La disponibilidad de alimentos a menudo se trata como un indicador del bienestar nutricional. Cuando llegan los suministros y se cumplen los objetivos de distribución, se da por sentado el éxito.

Pero la nutrición no se basa en suposiciones.

Depende de la calidad, la diversidad, la absorción, el estado de salud, las prácticas de cuidado, el acceso al agua y la relevancia cultural. Cuando estos factores faltan o están desalineados, los alimentos pueden estar presentes mientras que la nutrición sigue siendo insuficiente.

Así es como la desnutrición se esconde a simple vista.


La nutrición no es una intervención única

Una de las razones por las que esta brecha persiste es que la nutrición con frecuencia se aborda como una actividad independiente, un suplemento aquí, una ración allá, en lugar de una condición determinada por múltiples sistemas.

En las comunidades desplazadas, la nutrición está influenciada por:

  • Servicios de salud y carga de morbilidad

  • Condiciones de agua y saneamiento

  • Estrés, trauma y salud mental

  • Capacidad de toma de decisiones y cuidado del hogar

Cuando estas realidades no se consideran juntas, la asistencia alimentaria por sí sola no puede producir los resultados que esperamos.


El desplazamiento prolongado cambia la ecuación

Otro desafío es el tiempo.

Muchas respuestas humanitarias están diseñadas para emergencias que se miden en semanas o meses. Pero hoy el desplazamiento es cada vez más prolongado. Las familias viven durante años en condiciones que nunca fueron pensadas para ser temporales.

Las necesidades nutricionales evolucionan, sin embargo, las intervenciones a menudo permanecen estáticas, bloqueadas en modo de emergencia mucho después de que el contexto ha cambiado.
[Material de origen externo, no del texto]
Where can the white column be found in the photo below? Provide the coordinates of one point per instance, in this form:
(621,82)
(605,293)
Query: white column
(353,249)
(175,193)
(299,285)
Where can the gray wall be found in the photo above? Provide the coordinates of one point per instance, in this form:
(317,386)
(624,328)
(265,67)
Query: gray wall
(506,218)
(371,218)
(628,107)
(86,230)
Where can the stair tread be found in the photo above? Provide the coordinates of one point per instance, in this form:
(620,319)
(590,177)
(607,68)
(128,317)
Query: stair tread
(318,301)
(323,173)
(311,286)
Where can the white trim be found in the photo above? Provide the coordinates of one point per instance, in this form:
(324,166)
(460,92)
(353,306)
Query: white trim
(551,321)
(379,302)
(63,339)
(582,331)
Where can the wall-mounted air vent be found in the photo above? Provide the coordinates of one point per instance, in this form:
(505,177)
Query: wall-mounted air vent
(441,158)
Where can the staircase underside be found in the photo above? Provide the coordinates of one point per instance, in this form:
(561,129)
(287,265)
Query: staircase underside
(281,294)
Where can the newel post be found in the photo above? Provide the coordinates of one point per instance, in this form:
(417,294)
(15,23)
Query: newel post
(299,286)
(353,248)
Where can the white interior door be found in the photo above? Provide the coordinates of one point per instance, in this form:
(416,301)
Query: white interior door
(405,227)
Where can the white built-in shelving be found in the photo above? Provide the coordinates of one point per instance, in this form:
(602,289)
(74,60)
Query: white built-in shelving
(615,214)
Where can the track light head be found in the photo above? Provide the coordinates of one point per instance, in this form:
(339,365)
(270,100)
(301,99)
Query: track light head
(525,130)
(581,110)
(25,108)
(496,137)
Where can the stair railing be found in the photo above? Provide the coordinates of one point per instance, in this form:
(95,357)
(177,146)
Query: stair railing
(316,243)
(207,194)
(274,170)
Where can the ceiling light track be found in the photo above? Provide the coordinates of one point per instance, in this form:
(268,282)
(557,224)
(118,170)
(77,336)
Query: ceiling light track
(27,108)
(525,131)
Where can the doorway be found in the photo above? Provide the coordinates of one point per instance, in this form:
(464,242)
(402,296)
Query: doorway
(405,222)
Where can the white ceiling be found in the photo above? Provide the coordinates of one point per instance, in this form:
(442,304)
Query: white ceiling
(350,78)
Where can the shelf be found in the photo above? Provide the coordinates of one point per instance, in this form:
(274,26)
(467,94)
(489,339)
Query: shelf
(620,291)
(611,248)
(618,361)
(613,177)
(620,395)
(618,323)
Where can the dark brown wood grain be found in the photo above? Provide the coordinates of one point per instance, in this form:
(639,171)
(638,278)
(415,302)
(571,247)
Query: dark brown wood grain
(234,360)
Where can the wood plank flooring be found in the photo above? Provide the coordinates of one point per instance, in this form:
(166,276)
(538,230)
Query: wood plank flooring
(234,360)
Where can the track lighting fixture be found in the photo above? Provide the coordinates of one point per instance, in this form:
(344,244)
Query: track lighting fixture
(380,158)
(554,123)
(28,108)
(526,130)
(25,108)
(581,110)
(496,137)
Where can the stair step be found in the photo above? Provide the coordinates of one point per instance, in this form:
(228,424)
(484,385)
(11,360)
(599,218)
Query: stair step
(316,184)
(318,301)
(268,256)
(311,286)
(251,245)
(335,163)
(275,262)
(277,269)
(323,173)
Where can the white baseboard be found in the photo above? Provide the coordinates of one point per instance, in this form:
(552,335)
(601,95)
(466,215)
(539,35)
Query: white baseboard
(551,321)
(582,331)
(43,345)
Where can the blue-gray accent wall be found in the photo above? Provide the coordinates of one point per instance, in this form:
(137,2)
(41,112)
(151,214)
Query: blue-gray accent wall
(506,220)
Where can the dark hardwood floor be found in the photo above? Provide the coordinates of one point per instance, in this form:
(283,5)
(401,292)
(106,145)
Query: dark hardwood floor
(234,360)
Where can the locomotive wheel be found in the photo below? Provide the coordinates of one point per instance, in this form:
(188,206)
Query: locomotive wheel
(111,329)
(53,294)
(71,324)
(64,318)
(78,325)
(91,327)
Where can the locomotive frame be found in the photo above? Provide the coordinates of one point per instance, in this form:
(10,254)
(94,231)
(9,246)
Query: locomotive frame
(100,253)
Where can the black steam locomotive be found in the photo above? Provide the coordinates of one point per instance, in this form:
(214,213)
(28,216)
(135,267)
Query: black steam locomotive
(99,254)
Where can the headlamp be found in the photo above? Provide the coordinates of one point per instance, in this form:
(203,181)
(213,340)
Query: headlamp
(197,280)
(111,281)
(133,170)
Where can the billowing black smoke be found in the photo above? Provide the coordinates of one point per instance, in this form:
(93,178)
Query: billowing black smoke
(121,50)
Este desajuste entre desplazamiento prolongado y pensamiento nutricional a corto plazo amplía la brecha entre la disponibilidad de alimentos y la nutrición real.


Qué significa esto para la práctica humanitaria

Reconocer esta realidad requiere humildad.

Significa aceptar que la ayuda alimentaria, si bien es esencial, no es suficiente por sí sola. Significa diseñar respuestas nutricionales que sean adaptativas, informadas por el contexto e integradas con los sistemas comunitarios, de agua y de salud.

Lo más importante es escuchar a las propias comunidades, quienes entienden mejor que nadie cómo se ve la alimentación en sus vidas diarias.


La perspectiva de NRDC

En NRDC, esta tensión se encuentra en el centro de nuestro trabajo.

Nos centramos en el espacio donde se encuentra la asistencia alimentaria. termina, y los resultados nutricionales aún son inciertos. Nuestro enfoque reconoce que el alimento no se entrega; se logra a través de sistemas, dignidad y atención sostenida.

Más allá de las raciones está el verdadero trabajo de la nutrición humanitaria.

Ese es el trabajo que estamos comprometidos a promover.